リサーチ

2020.09.02

働き方の変化と、生活・健康管理の関係性

睡眠の質が下がり夜型傾向に…リモートワーク推進の課題が浮き彫りに

株式会社ブレインスリープは2020年4月、新型コロナウイルス感染拡大で緊急事態宣言が早期に発令された7都府県(東京、神奈川、埼玉、千葉、大阪、兵庫、福岡)の有識者1000人(男女20~69歳)を対象に、『生活に関するアンケート』を実施。新型コロナウイルスがもたらした働き方や生活の変化から、これからの暮らしや働き方改革の課題を考察する。

新型コロナウイルス感染拡大の影響で、リモートワークの推進が急速に進んだ。緊急事態宣言下で、リモートワークが可能な業種・職種では、これまでリモートワークに縁がなかった人が在宅勤務を経験するケースも増え、手探りで取り組むこともあったのではないだろうか。

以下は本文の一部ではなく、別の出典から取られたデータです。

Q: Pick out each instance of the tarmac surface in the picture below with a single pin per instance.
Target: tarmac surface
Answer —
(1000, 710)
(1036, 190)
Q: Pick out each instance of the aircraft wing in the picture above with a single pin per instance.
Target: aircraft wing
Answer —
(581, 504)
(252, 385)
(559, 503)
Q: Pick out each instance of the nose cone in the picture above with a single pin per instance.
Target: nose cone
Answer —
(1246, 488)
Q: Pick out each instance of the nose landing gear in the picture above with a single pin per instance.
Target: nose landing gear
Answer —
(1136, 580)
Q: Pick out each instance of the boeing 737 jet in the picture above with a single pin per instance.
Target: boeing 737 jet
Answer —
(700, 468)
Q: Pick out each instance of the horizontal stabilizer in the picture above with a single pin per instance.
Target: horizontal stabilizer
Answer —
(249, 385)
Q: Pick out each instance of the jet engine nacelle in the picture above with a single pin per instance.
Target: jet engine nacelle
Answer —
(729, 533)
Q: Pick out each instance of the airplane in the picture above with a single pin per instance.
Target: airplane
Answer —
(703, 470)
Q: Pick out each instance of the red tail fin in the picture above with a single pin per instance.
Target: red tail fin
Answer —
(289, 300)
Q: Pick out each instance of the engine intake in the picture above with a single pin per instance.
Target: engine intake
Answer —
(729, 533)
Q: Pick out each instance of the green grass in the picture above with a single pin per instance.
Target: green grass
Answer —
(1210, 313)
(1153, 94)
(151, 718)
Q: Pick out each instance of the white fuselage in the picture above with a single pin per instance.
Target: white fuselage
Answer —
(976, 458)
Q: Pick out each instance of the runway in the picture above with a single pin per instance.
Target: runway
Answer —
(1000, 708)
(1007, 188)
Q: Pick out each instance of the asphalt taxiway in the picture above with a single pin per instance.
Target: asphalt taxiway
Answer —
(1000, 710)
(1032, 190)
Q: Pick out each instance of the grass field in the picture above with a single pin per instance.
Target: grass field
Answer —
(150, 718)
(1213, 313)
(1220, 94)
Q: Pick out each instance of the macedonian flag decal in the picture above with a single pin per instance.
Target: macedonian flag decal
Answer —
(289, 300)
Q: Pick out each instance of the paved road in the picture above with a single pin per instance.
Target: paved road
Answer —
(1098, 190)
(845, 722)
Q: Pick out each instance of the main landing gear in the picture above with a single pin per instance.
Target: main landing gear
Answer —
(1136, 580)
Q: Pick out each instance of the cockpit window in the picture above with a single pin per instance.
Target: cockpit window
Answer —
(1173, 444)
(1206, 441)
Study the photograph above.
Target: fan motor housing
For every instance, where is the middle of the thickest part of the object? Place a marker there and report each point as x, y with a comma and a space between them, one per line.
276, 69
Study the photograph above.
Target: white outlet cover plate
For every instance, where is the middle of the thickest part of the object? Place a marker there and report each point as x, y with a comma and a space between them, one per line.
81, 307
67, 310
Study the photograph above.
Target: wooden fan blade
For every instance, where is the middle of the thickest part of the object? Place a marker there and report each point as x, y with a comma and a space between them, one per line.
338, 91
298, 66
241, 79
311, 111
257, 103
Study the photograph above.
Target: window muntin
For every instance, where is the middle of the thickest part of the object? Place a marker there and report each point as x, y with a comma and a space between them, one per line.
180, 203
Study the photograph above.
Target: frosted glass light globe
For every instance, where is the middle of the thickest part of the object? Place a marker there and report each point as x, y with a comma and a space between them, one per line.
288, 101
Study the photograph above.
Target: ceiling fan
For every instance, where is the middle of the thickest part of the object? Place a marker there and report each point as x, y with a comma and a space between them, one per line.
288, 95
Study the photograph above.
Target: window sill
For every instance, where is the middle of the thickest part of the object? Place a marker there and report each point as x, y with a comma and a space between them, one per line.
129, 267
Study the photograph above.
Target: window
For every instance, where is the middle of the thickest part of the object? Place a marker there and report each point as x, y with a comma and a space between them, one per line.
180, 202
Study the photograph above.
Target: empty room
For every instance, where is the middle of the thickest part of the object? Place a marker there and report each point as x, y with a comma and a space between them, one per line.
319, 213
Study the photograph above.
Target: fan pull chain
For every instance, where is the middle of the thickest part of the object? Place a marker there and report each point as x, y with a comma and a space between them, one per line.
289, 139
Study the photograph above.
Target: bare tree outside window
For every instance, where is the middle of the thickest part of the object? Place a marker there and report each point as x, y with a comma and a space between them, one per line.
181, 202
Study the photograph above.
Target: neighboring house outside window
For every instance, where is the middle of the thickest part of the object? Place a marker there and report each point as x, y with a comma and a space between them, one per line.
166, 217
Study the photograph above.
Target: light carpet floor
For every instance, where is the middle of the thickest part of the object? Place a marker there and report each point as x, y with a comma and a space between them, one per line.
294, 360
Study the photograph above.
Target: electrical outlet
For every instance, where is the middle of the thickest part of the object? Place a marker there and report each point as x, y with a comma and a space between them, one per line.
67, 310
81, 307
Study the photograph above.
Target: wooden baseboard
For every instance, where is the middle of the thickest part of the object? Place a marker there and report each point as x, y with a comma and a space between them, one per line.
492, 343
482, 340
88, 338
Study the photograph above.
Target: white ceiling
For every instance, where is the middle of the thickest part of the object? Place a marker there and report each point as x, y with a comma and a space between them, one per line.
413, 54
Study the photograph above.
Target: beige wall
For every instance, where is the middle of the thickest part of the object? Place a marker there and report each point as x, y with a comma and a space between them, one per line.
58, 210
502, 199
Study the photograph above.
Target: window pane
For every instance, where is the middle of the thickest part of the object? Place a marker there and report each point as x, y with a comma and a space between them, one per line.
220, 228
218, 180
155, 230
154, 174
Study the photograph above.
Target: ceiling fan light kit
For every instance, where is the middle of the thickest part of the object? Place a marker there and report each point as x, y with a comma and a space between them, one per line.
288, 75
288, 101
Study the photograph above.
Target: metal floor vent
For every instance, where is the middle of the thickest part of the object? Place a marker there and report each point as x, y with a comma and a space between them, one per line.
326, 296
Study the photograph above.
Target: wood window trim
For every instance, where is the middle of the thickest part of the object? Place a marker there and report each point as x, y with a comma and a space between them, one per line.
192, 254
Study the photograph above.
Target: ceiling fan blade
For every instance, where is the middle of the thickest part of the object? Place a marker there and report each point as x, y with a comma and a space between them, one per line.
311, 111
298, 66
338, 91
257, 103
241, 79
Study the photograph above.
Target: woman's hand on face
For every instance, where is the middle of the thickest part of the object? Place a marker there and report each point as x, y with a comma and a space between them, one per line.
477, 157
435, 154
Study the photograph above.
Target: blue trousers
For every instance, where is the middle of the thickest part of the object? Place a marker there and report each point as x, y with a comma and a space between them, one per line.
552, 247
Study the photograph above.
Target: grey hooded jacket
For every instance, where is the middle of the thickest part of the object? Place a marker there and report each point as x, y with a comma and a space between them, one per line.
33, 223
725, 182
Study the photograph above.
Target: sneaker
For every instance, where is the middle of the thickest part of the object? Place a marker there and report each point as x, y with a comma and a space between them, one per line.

慣れない在宅勤務で、業務の遂行や生活リズムの維持に戸惑うビジネスパーソンも多く、さまざまなメディアで在宅勤務のコツや注意点等の特集を見かけた。


緊急事態宣言が全国的に解除された後も、感染拡大の第2派・第3派を回避するための新しい生活様式として、リモートワークの継続が推奨されているが、経験から何を学び、今後にいかしていけば良いのだろうか。


株式会社ブレインスリープが発表した『「生活に関するアンケート」に関する調査』から、働き方の変化が生活にどのような影響を及ぼすのかを具体的に知ることができる。調査では、過半数が新型コロナウイルスによって働き方に変化があったと回答した。


そのうち、リモートワークが32.7%で最多、次いで時差出勤が26.2%。地域別で見ると、働き方に変化があった人が最も多かったのは東京(64.9%)で、4割近い人がリモートワークを経験したようだ。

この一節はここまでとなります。